Deep Learning Is Eating Software (petewarden.com)
Pete Warden, engineer and CTO of Jetpac, shares his view on how deep learning is already starting to change some of the programming is done. From a blog post, shared by a reader last week: The pattern is that there's an existing software project doing data processing using explicit programming logic, and the team charged with maintaining it find they can replace it with a deep-learning-based solution. I can only point to examples within Alphabet that we've made public, like upgrading search ranking, data center energy usage, language translation, and solving Go, but these aren't rare exceptions internally. What I see is that almost any data processing system with non-trivial logic can be improved significantly by applying modern machine learning. This might sound less than dramatic when put in those terms, but it's a radical change in how we build software. Instead of writing and maintaining intricate, layered tangles of logic, the developer has to become a teacher, a curator of training data and an analyst of results. This is very, very different than the programming I was taught in school, but what gets me most excited is that it should be far more accessible than traditional coding, once the tooling catches up. The essence of the process is providing a lot of examples of inputs, and what you expect for the outputs. This doesn't require the same technical skills as traditional programming, but it does need a deep knowledge of the problem domain. That means motivated users of the software will be able to play much more of a direct role in building it than has ever been possible. In essence, the users are writing their own user stories and feeding them into the machinery to build what they want.
ML is generally enabling scenarios that were just too tedious to actually do by developer hands. Sure there are specific scenarios where developers had done the best they can (and generally failed) with hopelessly unstructured data, but for the most part those problems were just left untouched as infeasible to do manually.
For the vast majority of software development, ML doesn't add anything. If you have no unstructured data or a way to impose structure, ML doesn't do anything over boring old programming. Even when you find yourself in one of the very chaotic, large, and diverse data sets where ML can in theory help you sort through, you have to first chew through enough data in training to get decent confidence. So you not only need a large data set, you also need to have a continued need after human assisted training has already done the work on a big chunk of that data. Even then you may be grasping for some intelligent way to apply ML techniques, because the kicker is you have to have some sort of real idea of what to do, even if you have a 'how to do it'.
Big Data has done this same song and dance. ML is now the purported answer to 'once collected and have tools to analyze, most orgs have no idea what to do with the data'. I suggest that the orgs will still have no idea what to do with the data, and ML won't move the needle much in the wider market because the root cause is just a general lack of thoughts on what to do with the data. This is the curse of hyped adoption, the vast majority of adopters will be disappointed because it doesn't magically solve.

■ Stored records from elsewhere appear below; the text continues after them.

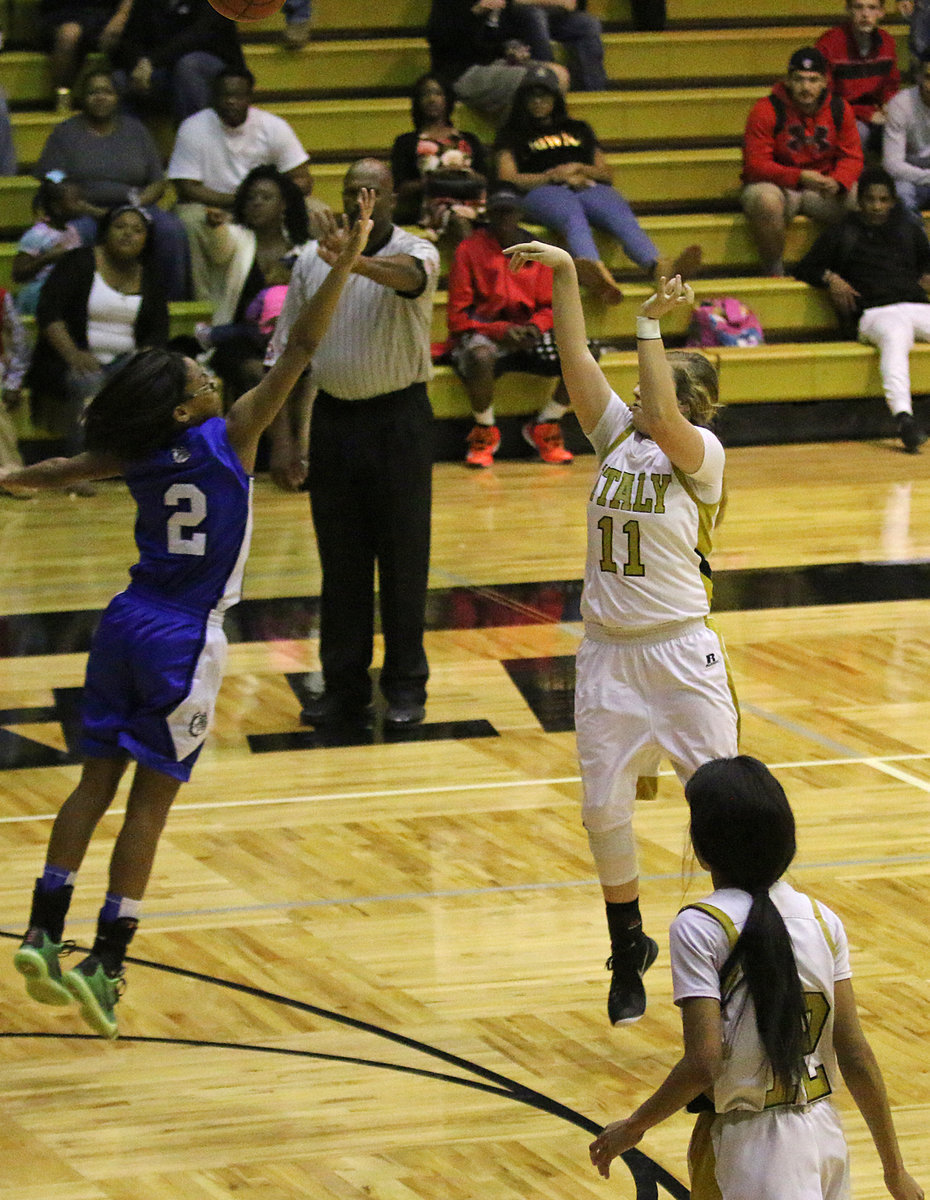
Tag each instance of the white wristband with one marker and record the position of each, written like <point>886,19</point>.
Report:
<point>647,329</point>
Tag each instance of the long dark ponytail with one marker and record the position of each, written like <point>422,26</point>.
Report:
<point>743,828</point>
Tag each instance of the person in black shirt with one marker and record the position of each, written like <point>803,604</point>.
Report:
<point>876,265</point>
<point>558,165</point>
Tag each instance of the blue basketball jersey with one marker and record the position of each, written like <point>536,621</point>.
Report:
<point>193,522</point>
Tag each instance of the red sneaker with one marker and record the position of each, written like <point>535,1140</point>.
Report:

XML is like violence. If it doesn't solve the problem, use more.
...when you can input a photograph of an airplane and the Navier-Stokes equation, and get a flight simulator as output.
Most programming jobs involve connecting stuff together. Converting a database format to another, design a GUI around it, add the entry points to turn it into some kind of module, extract or integrate features, etc... Even machine learning typically involves gathering a bunch of data turn it into a form that's acceptable for the learning module and feeding the results to some other component.
I don't know how machine learning will help with all that stuff. An AI won't write a video game, it can help making mobs smarter, generating convincing maps or optimizing revenue. But in the end that's just a module connected to other modules, and programmers will be needed to put the round peg into the square hole.
It will make things a bit more high level, as always. But except for a bunch of PhDs, I don't expect major changes in the way people program.
Essentially, ML can replace (parts of) systems that rely on heuristics. Anything with fixed rules, no matter how complicated the rule set, will not benefit. Why train a ML system when you can get 100% deterministic answers?
For computational linguistics (translation, analysis, etc), machine learning is not a net gain. What ML proponents forget to factor in is the vast time spent on gathering and hand-annotating large quantities of text (gold corpora).
Even worse, for many many languages, these gold corpora simply do not exist and there are no plans on making them, or they are too small to be used for ML.
And even when the gold corpora do exist, models trained on them become tightly coupled with the data. They become domain specific. In order to escape domains, you need an order of magnitude more data.
Instead, one can make a domain-independent rule-based system in a fraction of the total time spent on machine-learning models. But rule-based has become this weird anathema - people will even write papers that use rule-based methods, while hiding it behind machine-learning terms.
I'm sure this also holds for other fields.